É preciso enfrentar essa situação, mas obrigar a adotar uma única alternativa – no caso, pintar o telhado de branco – não resolve e o CBCS enumera as seguintes razões:

• Descaracterização de conjuntos históricos;

• Ofuscamento e desconforto visual para ocupantes de edifícios vizinhos, aviões e helicópteros;

• Rápida perda da capacidade reflexiva da superfície pintada com tintas convencionais, pelas características do clima brasileiro. No verão, há muito calor e muita chuva; a tinta acaba sendo levada pelas águas e a pintura precisa ser refeita constantemente, causando impactos ambientais que reduzem os benefícios, bem como a colonização por fungos e outros microorganismos com pigmentos escuros.

• Falta de referenciais, no Brasil, a respeito do desempenho e da durabilidade dos produtos nas várias condições climáticas do país.
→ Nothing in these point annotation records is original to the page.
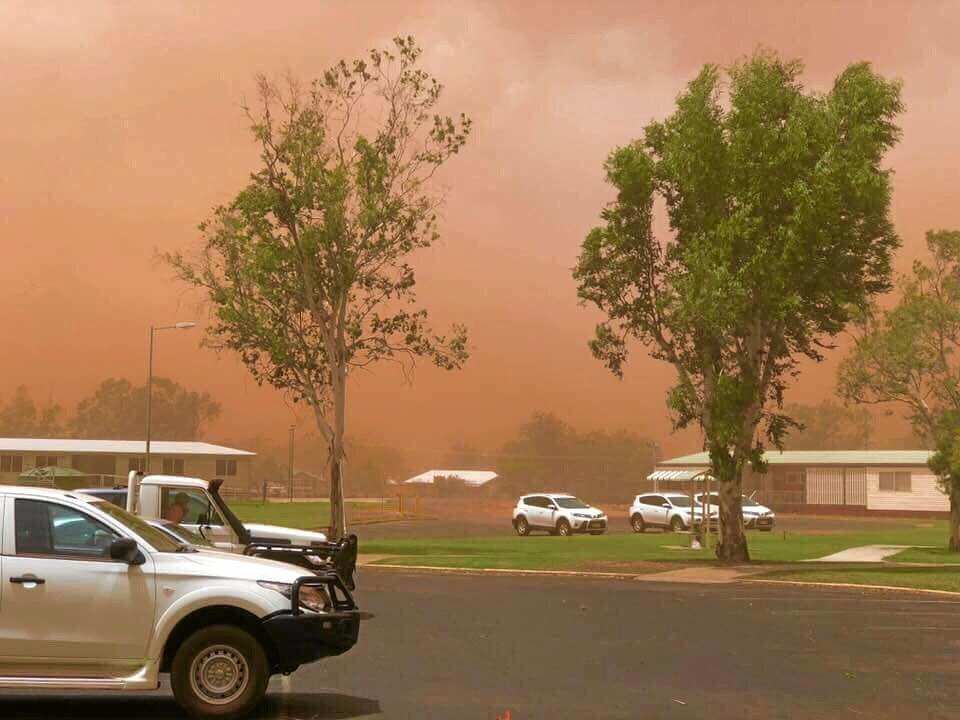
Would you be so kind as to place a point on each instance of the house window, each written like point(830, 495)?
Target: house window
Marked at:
point(896, 482)
point(95, 464)
point(11, 463)
point(173, 466)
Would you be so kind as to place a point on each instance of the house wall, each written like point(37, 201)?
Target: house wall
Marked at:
point(840, 489)
point(201, 466)
point(924, 495)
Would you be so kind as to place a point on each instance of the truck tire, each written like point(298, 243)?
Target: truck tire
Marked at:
point(219, 672)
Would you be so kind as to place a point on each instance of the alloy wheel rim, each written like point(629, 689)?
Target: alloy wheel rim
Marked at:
point(219, 675)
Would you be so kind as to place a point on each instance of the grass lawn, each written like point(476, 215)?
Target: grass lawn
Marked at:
point(906, 577)
point(628, 552)
point(305, 516)
point(938, 554)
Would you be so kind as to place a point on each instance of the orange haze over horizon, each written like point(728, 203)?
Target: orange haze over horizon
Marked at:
point(121, 126)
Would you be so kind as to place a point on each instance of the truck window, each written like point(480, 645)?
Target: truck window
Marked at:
point(187, 506)
point(44, 528)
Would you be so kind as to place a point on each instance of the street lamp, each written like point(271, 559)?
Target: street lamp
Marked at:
point(175, 326)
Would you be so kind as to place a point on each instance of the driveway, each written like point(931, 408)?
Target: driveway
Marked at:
point(472, 647)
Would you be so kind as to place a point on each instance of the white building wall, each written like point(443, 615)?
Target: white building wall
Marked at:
point(824, 486)
point(923, 496)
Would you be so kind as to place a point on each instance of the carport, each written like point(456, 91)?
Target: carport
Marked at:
point(678, 480)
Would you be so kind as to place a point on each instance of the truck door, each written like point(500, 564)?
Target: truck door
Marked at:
point(68, 608)
point(195, 510)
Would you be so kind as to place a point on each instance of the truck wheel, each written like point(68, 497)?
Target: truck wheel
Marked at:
point(219, 672)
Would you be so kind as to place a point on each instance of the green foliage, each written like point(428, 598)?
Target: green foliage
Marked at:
point(307, 267)
point(778, 209)
point(117, 410)
point(21, 417)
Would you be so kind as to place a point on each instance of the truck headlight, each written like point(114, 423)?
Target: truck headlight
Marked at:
point(311, 597)
point(314, 598)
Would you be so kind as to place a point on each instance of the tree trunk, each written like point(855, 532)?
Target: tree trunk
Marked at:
point(954, 516)
point(338, 523)
point(338, 519)
point(733, 540)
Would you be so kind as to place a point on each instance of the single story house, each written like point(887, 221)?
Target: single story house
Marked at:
point(103, 462)
point(892, 481)
point(473, 478)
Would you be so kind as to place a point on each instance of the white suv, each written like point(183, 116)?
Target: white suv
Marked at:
point(755, 515)
point(670, 511)
point(558, 514)
point(95, 598)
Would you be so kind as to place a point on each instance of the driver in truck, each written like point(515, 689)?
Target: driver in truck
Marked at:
point(177, 510)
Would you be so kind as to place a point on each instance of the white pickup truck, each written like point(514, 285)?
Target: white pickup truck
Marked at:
point(95, 598)
point(198, 506)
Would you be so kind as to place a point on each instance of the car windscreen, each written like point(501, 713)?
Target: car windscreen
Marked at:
point(571, 503)
point(186, 535)
point(155, 538)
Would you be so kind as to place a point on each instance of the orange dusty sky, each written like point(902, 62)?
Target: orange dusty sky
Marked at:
point(121, 127)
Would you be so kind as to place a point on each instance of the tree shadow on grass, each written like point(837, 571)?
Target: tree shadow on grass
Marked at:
point(293, 706)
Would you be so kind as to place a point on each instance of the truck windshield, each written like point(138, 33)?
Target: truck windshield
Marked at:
point(155, 538)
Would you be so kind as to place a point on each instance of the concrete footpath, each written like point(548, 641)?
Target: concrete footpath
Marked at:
point(866, 553)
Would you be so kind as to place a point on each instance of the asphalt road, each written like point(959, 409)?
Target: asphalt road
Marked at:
point(464, 647)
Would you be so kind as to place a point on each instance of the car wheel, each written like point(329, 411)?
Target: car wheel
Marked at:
point(219, 672)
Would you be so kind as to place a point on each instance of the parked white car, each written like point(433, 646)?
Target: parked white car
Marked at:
point(755, 515)
point(558, 514)
point(95, 598)
point(197, 505)
point(671, 511)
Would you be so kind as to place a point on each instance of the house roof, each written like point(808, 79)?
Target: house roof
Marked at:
point(115, 447)
point(469, 477)
point(674, 475)
point(821, 457)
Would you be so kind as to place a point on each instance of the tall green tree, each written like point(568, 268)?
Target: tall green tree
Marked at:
point(909, 355)
point(778, 204)
point(117, 409)
point(20, 416)
point(308, 267)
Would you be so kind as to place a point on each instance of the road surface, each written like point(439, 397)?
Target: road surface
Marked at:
point(467, 646)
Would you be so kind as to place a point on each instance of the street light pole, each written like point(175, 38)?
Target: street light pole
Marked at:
point(293, 429)
point(175, 326)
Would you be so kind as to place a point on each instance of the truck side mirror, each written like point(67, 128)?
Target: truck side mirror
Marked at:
point(126, 549)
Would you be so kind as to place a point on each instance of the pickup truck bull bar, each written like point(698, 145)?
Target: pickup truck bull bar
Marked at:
point(323, 557)
point(298, 637)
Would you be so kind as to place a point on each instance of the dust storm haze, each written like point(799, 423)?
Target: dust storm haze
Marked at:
point(121, 128)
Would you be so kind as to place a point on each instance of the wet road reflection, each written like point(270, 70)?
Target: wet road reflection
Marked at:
point(293, 706)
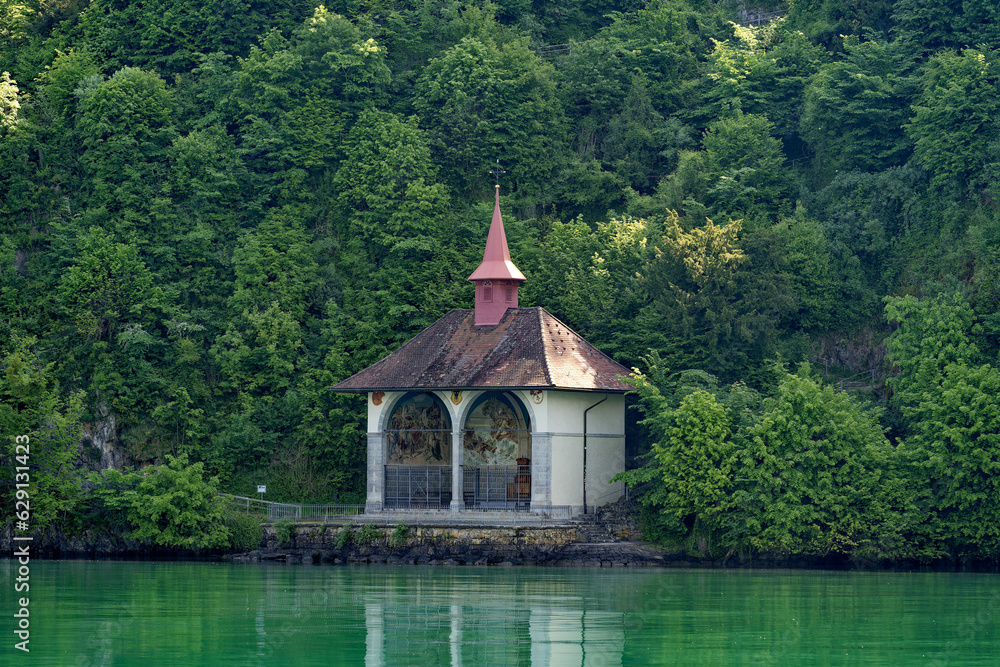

As certificadoras internacionais exigem três anos de envelhecimento natural no clima da região em que o produto será utilizado.

• Alto risco nas operações de limpeza e manutenção dos telhados, que precisam ser periódicas. Ao contrário de outros países, no Brasil a quase totalidade dos telhados é inclinada, sem acesso adequado e com telhas de cerâmica ou fibrocimento, que podem quebrar sob o peso de uma pessoa caminhando.

Diante disso, o CBCS propõe as seguintes alternativas:

• O uso de materiais “frios”, capazes de refletir parte significativa da radiação sobre os telhados, fachadas e pavimentos em climas quentes, é uma alternativa para melhorar o conforto térmico nas edificações e diminuir o consumo de energia. Telhas de alumínio ou galvanizadas, películas com barreiras de radiação, isolantes térmicos e dispositivos de sombreamento reduzem o calor nas edificações, embora não tragam benefícios urbanos.

• O “telhado verde”, ou seja, o uso de vegetação em telhados, fachadas e ruas, reduz o calor e traz ganhos para a cidade. Produz sombra e evaporação, tornando o ar mais úmido, retém água da chuva, contribuindo para diminuir as enchentes, e aumenta a biodiversidade.

• O estabelecimento de políticas públicas que promovam a arborização urbana trariam enormes benefícios no curto e no longo prazo. Enfrentar as conseqüências do aquecimento global exige proatividade. Mas esta de maneira alguma deve ser confundida com precipitação ou pressa. Qualquer nova tecnologia ou solução precisa estar calcada em estudos e pesquisas exaustivos. Caso contrário, em vez de resolver, trará mais prejuízos ambientais, sociais e econômicos.